Steering the Right Course in Small Group Bible Studies

Leading small group Bible studies requires hermeneutical navigation. In my experience, there are two fearsome monsters one must navigate around. One is the Scylla of theological/exegetical overload. I am prone to make this error. Sometimes a group leader will obsess over the meaning of every pericope, clause, and even word in a passage. Every interpretive conundrum must be answered; every erroneous interpretation refuted. The group leader spends long hours in preparation for the discussion. She/He pours over the text, reading commentaries, dictionary articles, etc. There is, of course, nothing wrong with this sort of rigorous study. However, it can create problems when the leader tries to lead others in an inquiry of the text's meaning. The leader enters the conversation disposed to ask all sorts of questions about the passage; questions which might sound like pure gobbledygook to everyone else in the group. If the leader isn't careful, he/she will address issues that are only interesting to him/her. People within the group feel perplexed or intimidated. Before you know it, you're talking about incipient Trinitarianism in John's gospel, while everyone stares blankly into abyss. Then, the new Christian in the group interrupts you; "wait a minute; God is three guys? Zuh?!"
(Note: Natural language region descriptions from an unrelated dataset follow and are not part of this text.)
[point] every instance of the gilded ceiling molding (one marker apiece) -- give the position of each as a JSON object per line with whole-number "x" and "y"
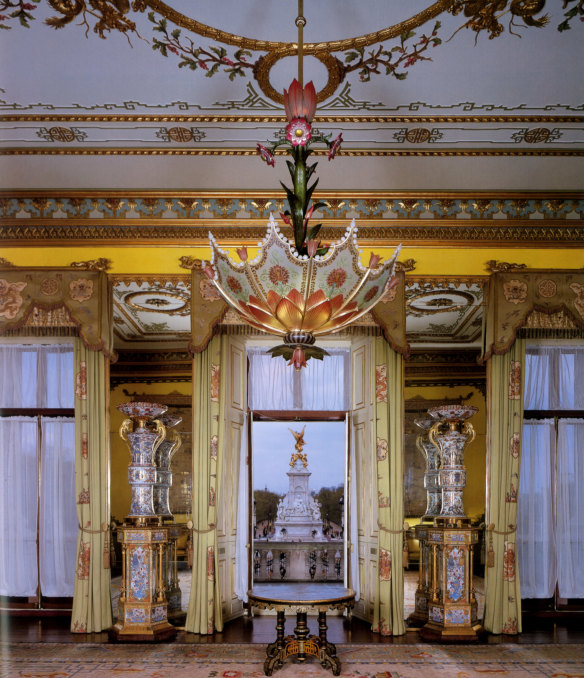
{"x": 319, "y": 118}
{"x": 469, "y": 236}
{"x": 436, "y": 281}
{"x": 310, "y": 47}
{"x": 405, "y": 266}
{"x": 515, "y": 295}
{"x": 494, "y": 266}
{"x": 105, "y": 17}
{"x": 100, "y": 264}
{"x": 140, "y": 279}
{"x": 190, "y": 263}
{"x": 347, "y": 152}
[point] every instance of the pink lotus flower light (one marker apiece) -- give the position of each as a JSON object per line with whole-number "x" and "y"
{"x": 292, "y": 296}
{"x": 336, "y": 144}
{"x": 299, "y": 102}
{"x": 266, "y": 156}
{"x": 298, "y": 132}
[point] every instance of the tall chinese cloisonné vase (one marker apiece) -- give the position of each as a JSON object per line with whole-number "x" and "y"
{"x": 142, "y": 605}
{"x": 162, "y": 459}
{"x": 431, "y": 454}
{"x": 451, "y": 433}
{"x": 143, "y": 443}
{"x": 452, "y": 605}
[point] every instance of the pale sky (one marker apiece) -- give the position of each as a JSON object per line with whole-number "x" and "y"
{"x": 273, "y": 445}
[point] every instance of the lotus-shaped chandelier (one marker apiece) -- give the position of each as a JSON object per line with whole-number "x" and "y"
{"x": 298, "y": 288}
{"x": 300, "y": 297}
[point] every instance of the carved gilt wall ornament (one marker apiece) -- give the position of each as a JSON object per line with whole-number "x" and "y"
{"x": 100, "y": 264}
{"x": 494, "y": 266}
{"x": 174, "y": 35}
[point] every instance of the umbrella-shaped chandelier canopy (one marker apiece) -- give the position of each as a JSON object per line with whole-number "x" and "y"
{"x": 299, "y": 288}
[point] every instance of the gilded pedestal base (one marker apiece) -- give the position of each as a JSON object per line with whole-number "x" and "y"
{"x": 142, "y": 605}
{"x": 452, "y": 605}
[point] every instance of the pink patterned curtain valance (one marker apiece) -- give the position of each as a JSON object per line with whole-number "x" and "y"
{"x": 49, "y": 298}
{"x": 515, "y": 295}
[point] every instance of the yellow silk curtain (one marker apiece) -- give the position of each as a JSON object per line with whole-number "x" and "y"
{"x": 92, "y": 610}
{"x": 505, "y": 375}
{"x": 388, "y": 614}
{"x": 204, "y": 612}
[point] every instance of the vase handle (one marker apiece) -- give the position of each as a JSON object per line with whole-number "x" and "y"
{"x": 432, "y": 433}
{"x": 161, "y": 431}
{"x": 468, "y": 429}
{"x": 125, "y": 428}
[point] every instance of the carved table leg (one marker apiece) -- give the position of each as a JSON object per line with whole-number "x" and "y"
{"x": 301, "y": 632}
{"x": 328, "y": 651}
{"x": 274, "y": 650}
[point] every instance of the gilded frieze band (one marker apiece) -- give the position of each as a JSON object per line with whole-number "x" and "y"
{"x": 470, "y": 235}
{"x": 149, "y": 216}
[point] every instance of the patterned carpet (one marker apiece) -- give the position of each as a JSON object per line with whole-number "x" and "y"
{"x": 173, "y": 660}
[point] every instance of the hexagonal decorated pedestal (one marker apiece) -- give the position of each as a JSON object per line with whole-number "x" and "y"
{"x": 452, "y": 604}
{"x": 142, "y": 606}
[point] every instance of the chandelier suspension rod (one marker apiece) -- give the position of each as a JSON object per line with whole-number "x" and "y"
{"x": 300, "y": 23}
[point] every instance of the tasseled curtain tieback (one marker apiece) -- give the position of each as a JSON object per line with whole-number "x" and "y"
{"x": 106, "y": 542}
{"x": 503, "y": 533}
{"x": 405, "y": 550}
{"x": 192, "y": 528}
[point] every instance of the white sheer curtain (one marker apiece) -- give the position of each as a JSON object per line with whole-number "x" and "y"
{"x": 354, "y": 523}
{"x": 241, "y": 550}
{"x": 36, "y": 376}
{"x": 553, "y": 377}
{"x": 273, "y": 385}
{"x": 550, "y": 530}
{"x": 18, "y": 506}
{"x": 536, "y": 541}
{"x": 570, "y": 510}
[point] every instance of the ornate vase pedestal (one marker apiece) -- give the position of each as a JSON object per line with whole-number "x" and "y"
{"x": 446, "y": 595}
{"x": 163, "y": 458}
{"x": 452, "y": 605}
{"x": 171, "y": 582}
{"x": 422, "y": 596}
{"x": 142, "y": 606}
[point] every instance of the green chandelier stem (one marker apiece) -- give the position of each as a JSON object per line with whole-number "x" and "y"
{"x": 297, "y": 209}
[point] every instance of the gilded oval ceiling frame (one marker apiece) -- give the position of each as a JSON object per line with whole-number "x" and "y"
{"x": 279, "y": 50}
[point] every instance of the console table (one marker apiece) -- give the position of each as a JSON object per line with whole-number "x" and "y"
{"x": 301, "y": 598}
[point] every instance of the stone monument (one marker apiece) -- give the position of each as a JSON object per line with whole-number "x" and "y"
{"x": 298, "y": 518}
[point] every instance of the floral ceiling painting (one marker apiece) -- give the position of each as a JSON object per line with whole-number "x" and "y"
{"x": 181, "y": 77}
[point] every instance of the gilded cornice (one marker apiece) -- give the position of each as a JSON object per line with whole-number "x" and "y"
{"x": 473, "y": 235}
{"x": 319, "y": 118}
{"x": 118, "y": 217}
{"x": 347, "y": 152}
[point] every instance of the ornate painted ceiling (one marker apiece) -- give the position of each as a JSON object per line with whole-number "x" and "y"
{"x": 137, "y": 121}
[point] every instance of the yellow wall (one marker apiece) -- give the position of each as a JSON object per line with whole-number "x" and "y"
{"x": 161, "y": 258}
{"x": 475, "y": 453}
{"x": 120, "y": 452}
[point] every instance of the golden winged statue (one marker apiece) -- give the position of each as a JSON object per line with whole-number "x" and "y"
{"x": 300, "y": 443}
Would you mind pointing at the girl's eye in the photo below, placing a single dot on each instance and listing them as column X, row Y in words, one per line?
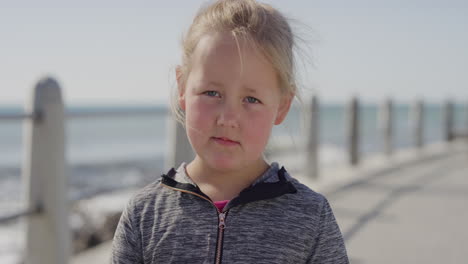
column 211, row 93
column 252, row 100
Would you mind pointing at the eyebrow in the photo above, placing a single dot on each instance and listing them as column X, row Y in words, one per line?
column 245, row 88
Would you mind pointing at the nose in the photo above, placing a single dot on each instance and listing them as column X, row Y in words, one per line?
column 229, row 115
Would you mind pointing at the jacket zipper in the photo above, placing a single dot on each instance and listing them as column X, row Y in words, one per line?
column 221, row 223
column 219, row 243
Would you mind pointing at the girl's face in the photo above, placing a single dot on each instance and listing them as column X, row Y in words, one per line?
column 231, row 100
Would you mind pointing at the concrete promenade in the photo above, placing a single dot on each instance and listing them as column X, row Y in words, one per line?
column 416, row 213
column 411, row 208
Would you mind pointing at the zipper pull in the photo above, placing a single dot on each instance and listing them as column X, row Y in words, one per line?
column 222, row 223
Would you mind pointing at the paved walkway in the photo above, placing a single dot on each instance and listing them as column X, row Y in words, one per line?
column 412, row 208
column 417, row 213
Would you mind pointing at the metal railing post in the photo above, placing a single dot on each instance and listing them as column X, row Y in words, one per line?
column 386, row 126
column 448, row 121
column 417, row 123
column 353, row 131
column 48, row 236
column 312, row 137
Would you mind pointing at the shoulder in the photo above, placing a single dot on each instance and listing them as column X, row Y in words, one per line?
column 312, row 203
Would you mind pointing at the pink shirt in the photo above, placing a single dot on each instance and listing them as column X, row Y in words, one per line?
column 221, row 204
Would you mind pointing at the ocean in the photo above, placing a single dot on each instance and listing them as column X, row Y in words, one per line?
column 115, row 152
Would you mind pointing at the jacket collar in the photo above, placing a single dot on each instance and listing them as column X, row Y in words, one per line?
column 273, row 183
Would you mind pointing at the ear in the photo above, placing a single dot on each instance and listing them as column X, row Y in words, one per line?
column 283, row 109
column 180, row 87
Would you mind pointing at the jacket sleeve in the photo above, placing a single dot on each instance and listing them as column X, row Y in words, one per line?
column 126, row 245
column 329, row 246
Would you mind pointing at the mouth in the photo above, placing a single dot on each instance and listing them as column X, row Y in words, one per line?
column 225, row 141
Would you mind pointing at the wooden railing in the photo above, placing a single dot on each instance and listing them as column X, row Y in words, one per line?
column 48, row 237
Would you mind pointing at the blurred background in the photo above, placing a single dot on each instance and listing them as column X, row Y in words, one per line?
column 114, row 55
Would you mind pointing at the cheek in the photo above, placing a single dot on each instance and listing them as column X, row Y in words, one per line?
column 197, row 115
column 259, row 129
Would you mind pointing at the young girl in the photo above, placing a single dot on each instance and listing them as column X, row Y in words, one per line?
column 228, row 204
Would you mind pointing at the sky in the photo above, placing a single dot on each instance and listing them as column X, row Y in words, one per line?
column 125, row 52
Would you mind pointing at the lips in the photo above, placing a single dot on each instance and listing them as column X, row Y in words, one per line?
column 225, row 141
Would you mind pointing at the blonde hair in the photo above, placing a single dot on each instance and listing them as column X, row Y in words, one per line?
column 258, row 23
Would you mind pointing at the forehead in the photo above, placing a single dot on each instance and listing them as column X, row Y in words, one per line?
column 222, row 58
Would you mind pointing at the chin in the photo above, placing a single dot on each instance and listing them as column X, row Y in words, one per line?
column 225, row 164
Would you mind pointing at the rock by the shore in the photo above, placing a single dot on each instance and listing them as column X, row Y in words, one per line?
column 94, row 220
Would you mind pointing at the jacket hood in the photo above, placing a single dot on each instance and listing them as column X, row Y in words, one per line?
column 272, row 183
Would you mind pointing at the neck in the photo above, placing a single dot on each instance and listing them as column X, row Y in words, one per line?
column 224, row 184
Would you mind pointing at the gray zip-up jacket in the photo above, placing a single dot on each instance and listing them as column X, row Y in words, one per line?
column 275, row 220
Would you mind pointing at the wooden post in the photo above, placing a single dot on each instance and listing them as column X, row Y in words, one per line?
column 312, row 137
column 48, row 235
column 417, row 123
column 386, row 126
column 448, row 121
column 353, row 131
column 180, row 149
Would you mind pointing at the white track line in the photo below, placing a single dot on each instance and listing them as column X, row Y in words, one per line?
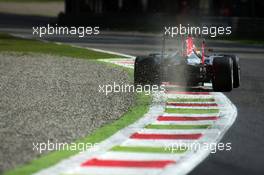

The second error is the Charybdis of endless discussions about "what the text means to me." In this group, the leader poses very general questions. This can be a good thing, as such questions encourage participation. Oftentimes though, the discussion gets untethered from the text, drifting in all sorts of odd directions. There is plenty of discussion in this group. Plenty. But the study devolves into a discussion about how everyone is doing, rather than a cooperative effort to live under the rule of God conveyed in Scripture. People like talking about themselves. It's easier than talking about an archaic and seemingly arcane book.

So what's the key? How do we steer clear of these errors? How do we show appropriate concern for ancient text and modern context?

Here's what I've learned:
  1. I try to study the passage extensively. But, I don't want to ask questions that preclude people from entering the discussion. I want to ask questions that arise from my reading of the text. Then, I try to look for answers in the text. These questions are less polarizing/intimidating than those prompted by reading scholars, since other people in the group are likely to raise similar questions.
  2. I try to give the discussion structure by outlining the passage beforehand. This serves to focus the interaction, since you can work through the text a bit more systematically.
  3. I try (and generally fail) to set limited goals. I want the group to understand the big point of the passage. I want them to get the basic flow of thought. Unless you plan on meeting for 4 hours, I doubt there's time to do much more than this. Groups simply don't have the time to discuss every peculiarity in the text.
  4. I try to ask the "why" question a lot. "Why does this follow this? Why would he say this here? Why would the original hearers of the book have needed to hear this? Why does she respond like that?"
  5. I try (and generally fail) to spend lots of time on application. Applying Scripture is an art, and it takes time to do it well. A bridge needs to be created between text and context, and this isn't always easy.
Now, here's what I'm wondering: What questions do you ask? Do you have standard inductive questions that you ask every time you lead a Bible study? What questions work? What questions don't work? What pitfalls have you encountered? How have you navigated around them? I think this guy does a pretty good job.

2 comments:

Craig said...

I prefer the Vasteras method of Bible study. It encourages those participating in the Bible study to ask the questions and frees up the leader to guide the conversation. It seems to work well with those new to the faith.

michael said...

Helpful post. I've fallen into both of those errors in leading my community group at Sojourn Community Church... occasionally on the same night.